Bit of a tangent but maybe this a good place to ask: I've been trying to diagnose a weird display issue on my 4K IPS monitor. It seems to have a stuck pixel, which looks bright green on a dark background. But weirdly, the pixel changes color if you move your head from left to right, cycling from bright green to hot pink to purple and then back to green (though it doesn't change color when moving your head up and down). Also, it seems to "float" slightly above the actual pixels. For ex, if I open a paint program and draw a straight vertical line directly adjacent to it, there's a gap when looked at from the right, but it seems to overlap the line when seen from the left.

Anybody experience an issue like this before, or know if it has a fix? I've searched but only find discussion of regular stuck/dead pixels.

> Anybody experience an issue like this before...

I have, but only when I've gotten something on the monitor (like liquid droplets or thin hairs placed just right) that did funny things. Have you carefully cleaned your screen recently?

If it's not crud on the screen, then my vaguely-educated layman's guess based on the symptoms is that some part of the light guide layer between the tiny shutters and external surface of the screen [0] has gotten damaged somehow.

[0] Would this be called a polarizer? I'm not sure.

  • Considered that, but I've wiped, scratched, and put light pressure on the spot with no visible change. Not sure how it could have been damaged in one pixel-sized spot without affecting the surface or any surrounding pixels.

I think you have an actual tiny physical chink in the plastic or glass on the surface of the panel. Especially if you run your finger across it and can feel it.

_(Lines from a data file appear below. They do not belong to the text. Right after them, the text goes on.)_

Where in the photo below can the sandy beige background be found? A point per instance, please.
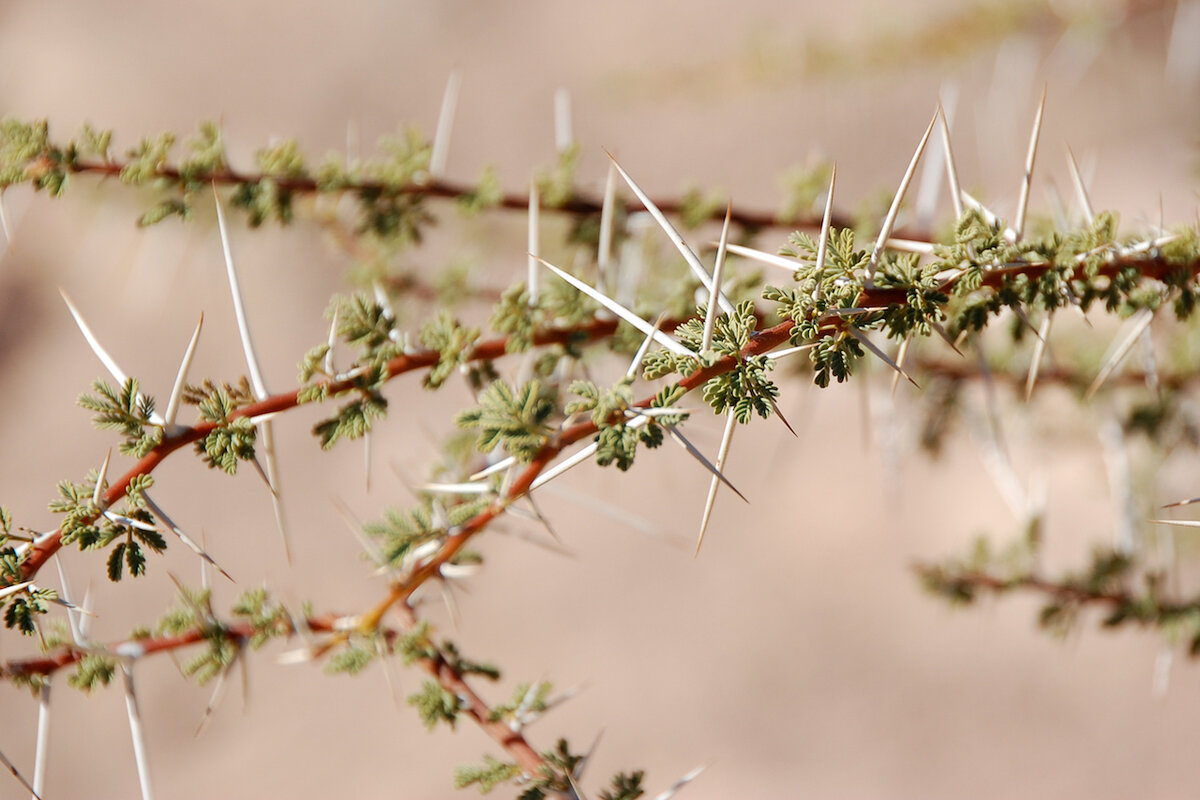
(797, 656)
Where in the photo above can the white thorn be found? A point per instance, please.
(1039, 348)
(99, 492)
(576, 458)
(333, 341)
(621, 311)
(94, 343)
(1023, 203)
(239, 307)
(676, 239)
(894, 211)
(156, 510)
(952, 172)
(826, 222)
(645, 348)
(534, 250)
(683, 441)
(604, 257)
(682, 782)
(718, 276)
(563, 134)
(763, 257)
(136, 731)
(1085, 203)
(445, 126)
(177, 392)
(1135, 325)
(721, 452)
(880, 354)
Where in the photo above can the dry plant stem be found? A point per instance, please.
(513, 741)
(579, 204)
(1151, 265)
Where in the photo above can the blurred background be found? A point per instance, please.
(797, 655)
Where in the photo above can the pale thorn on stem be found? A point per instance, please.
(534, 242)
(137, 732)
(894, 211)
(156, 510)
(441, 151)
(1085, 203)
(1039, 348)
(604, 251)
(721, 452)
(683, 441)
(177, 391)
(1134, 328)
(564, 137)
(333, 340)
(689, 256)
(109, 362)
(1023, 203)
(67, 595)
(636, 364)
(952, 172)
(42, 740)
(901, 356)
(880, 354)
(256, 378)
(718, 276)
(666, 341)
(826, 222)
(763, 257)
(682, 782)
(97, 494)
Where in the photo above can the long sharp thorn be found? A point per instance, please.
(699, 456)
(156, 510)
(445, 126)
(721, 452)
(1085, 203)
(883, 356)
(762, 257)
(676, 239)
(1177, 523)
(621, 311)
(604, 254)
(239, 307)
(118, 374)
(42, 746)
(901, 356)
(136, 731)
(563, 465)
(534, 250)
(1023, 203)
(16, 774)
(1039, 348)
(67, 595)
(952, 172)
(635, 365)
(333, 340)
(97, 493)
(894, 211)
(1137, 324)
(256, 378)
(682, 782)
(826, 221)
(718, 276)
(177, 392)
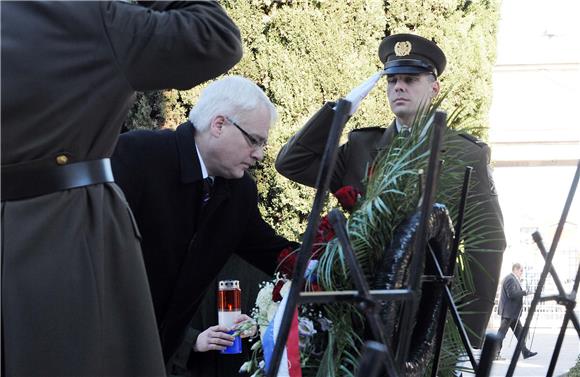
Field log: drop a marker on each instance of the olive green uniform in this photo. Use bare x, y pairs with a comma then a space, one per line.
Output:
299, 160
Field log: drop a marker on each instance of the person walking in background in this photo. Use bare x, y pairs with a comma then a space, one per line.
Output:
510, 308
75, 298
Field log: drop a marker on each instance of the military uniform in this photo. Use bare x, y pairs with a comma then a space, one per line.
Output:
299, 160
75, 299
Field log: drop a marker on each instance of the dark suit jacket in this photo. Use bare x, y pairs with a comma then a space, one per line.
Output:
299, 160
510, 300
185, 246
74, 295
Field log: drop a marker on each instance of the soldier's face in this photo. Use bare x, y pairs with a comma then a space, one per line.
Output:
406, 93
239, 142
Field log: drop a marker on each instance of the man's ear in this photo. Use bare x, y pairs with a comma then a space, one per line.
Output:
216, 126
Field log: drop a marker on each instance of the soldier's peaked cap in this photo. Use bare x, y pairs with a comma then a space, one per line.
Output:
411, 54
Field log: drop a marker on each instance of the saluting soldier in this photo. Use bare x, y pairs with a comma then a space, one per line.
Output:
412, 65
75, 298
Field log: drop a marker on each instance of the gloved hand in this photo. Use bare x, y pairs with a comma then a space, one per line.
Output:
356, 95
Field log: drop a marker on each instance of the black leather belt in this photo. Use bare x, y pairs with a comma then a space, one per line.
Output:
35, 178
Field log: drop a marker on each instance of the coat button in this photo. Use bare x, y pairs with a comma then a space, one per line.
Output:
61, 159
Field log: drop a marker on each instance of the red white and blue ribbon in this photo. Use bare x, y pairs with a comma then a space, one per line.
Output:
290, 362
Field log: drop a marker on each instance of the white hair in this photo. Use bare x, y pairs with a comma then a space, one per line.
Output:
229, 96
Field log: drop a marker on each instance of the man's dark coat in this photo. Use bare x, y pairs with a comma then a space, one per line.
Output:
510, 300
75, 300
184, 244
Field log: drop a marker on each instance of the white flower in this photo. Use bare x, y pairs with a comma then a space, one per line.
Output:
305, 327
256, 345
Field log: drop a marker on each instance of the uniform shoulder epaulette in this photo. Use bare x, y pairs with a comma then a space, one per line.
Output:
473, 139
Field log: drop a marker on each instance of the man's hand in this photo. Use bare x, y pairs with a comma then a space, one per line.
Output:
215, 338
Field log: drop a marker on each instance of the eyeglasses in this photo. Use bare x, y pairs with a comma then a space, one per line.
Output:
252, 140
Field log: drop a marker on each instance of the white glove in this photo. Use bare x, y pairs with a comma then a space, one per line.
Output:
356, 95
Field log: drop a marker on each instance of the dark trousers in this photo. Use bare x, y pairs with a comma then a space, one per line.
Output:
516, 327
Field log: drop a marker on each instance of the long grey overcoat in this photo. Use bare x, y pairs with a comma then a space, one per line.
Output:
299, 160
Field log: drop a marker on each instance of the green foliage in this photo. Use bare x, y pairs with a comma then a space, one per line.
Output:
305, 52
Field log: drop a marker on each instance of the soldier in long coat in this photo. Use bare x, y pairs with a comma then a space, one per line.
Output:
75, 298
412, 66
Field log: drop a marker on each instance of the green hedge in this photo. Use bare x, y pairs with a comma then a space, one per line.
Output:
303, 53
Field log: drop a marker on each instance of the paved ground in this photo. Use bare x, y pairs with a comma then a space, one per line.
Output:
544, 342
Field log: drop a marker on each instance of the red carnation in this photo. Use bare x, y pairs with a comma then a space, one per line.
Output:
347, 197
324, 234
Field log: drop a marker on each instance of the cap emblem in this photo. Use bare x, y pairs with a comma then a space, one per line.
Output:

  • It feels perfectly smooth -- like the flaw is somehow between the surface and the pixel layer.

    • That's exactly where the flaw likely is, on the side of the top surface layer which faces away from you. Air bubble in the plastic, or dust inclusion. If you really want to get to the bottom of it, put a 30x pocket microscope over the spot, you'll see the problem clearly. The bad news: It's neither fixable, nor covered by "dead pixel" / "stuck pixel" warranty policies.